The Limey : Ultra-cool
Bel exercice de style que The Limey, de Steven Soderbergh. Ce réalisateur qui a connu un succès instantané avec Sex, Lies and Videotapes semble pourtant passer tranquillement à côté de la gloire. De film en film, on lui fait une petite moue, on le boude un peu. Trop de style, pas assez d’idées. Son dernier long métrage, Out of Sight, en a tout de même emballé quelques-uns. Avec The Limey, c’est clair : il faut un minimum de talent et d’ingéniosité pour tenir 90 minutes avec une histoire de vengeance aussi simpliste. Le Limey (L’Anglais) est un ex-taulard (Terence Stamp) qui traverse l’Atlantique pour éclaircir le mystère de la mort de sa fille. Ancienne petite frappe échappée des années 60 londoniennes, il court après un producteur de musique (Peter Fonda), ex-hippie devenu riche sur les hauteurs de L.A. Une fois là-bas, l’Anglais croise aussi une ex-belle (Lesley Ann Warren), un ex-pote de sa fille (Luis Guzman), et quelques sales têtes de tueurs (entre autres Joe d’Allesandro).
Impossible de bouder son plaisir. Parce que le film est inventif, drôle, et, les acteurs parfaitement choisis. Et surtout parce que Soderbergh ne se prend pas au sérieux. Délibérément, il rend compliquée une histoire simplissime en utilisant tout ce qu’il a de bouton sur sa table de montage: ralenti, décalage entre dialogue et action, flash-back, projection dans le futur. On avait déjà eu un aperçu de cette cuisine dans Out of Sight. Il filme comme on s’amusait à le faire durant la Nouvelle Vague, en rendant opaque la petite histoire par le style. Et, naturellement, le spectateur se tient sur ses gardes, et devient deux fois plus attentif. On ne sait jamais, on pourrait en perdre des bouts… Un plan de Stamp assis dans l’avion traverse tout le film, mais a-t-il toujours le même sourire? Un protagoniste pose une question et quelqu’un y répond deux scènes plus loin, dans un autre décor. Une scène de bagarre se répète plusieurs fois, mais vue sous différents angles. Lesley Ann Warren et Terence Stamp discutent, mais le dialogue ne suit pas les lèvres. Alors, on s’attarde sur les regards, et on imagine une variante du jeu de séduction.

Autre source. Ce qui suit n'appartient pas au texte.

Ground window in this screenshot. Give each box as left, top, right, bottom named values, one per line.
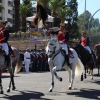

Bref, si Soderbergh voulait flirter avec un style de cinéma comme on n’en fait plus, il a parfaitement choisi ses héros: Peter Fonda est l’icône idéale, celui qui a laissé tomber les fleurs pour garder le pouvoir. Il est devenu une ordure souriante, lâche, mais cool, qui a abusé de sa liberté. Face à lui, Stamp est son opposé. Une vie dure, privée de liberté, avec un passé en noir et blanc – impressions renforcées par les extraits d’un des premiers films de l’acteur, Poor Cow, de Ken Loach, en 67. Un gars loin d’être cool, très cow boy urbain à la Clint Eastwood. Mâchoires serrées, regard glacé: dans le genre oiseau de proie, Terence Stamp est magnifique. Voir Fonda et Stamp jouer ensemble, c’est faire le constat d’une génération: comme si le premier se moquait du temps où il fut Easy Rider, comme si le second parodiait l’époque torturée de The Collector. Deux dinosaures se croisent dans le monde d’aujourd’hui. Ils sont presque drôles, sauf pour un inspecteur du FBI qui ne comprend pas un mot de ces bagarres d’un autre temps. Bref, The Limey brille de tous ses ressorts chromés. Or, ces ressorts seraient totalement inefficaces s’il n’y avait, derrière, une intelligence de conception et un savoir-faire séduisant.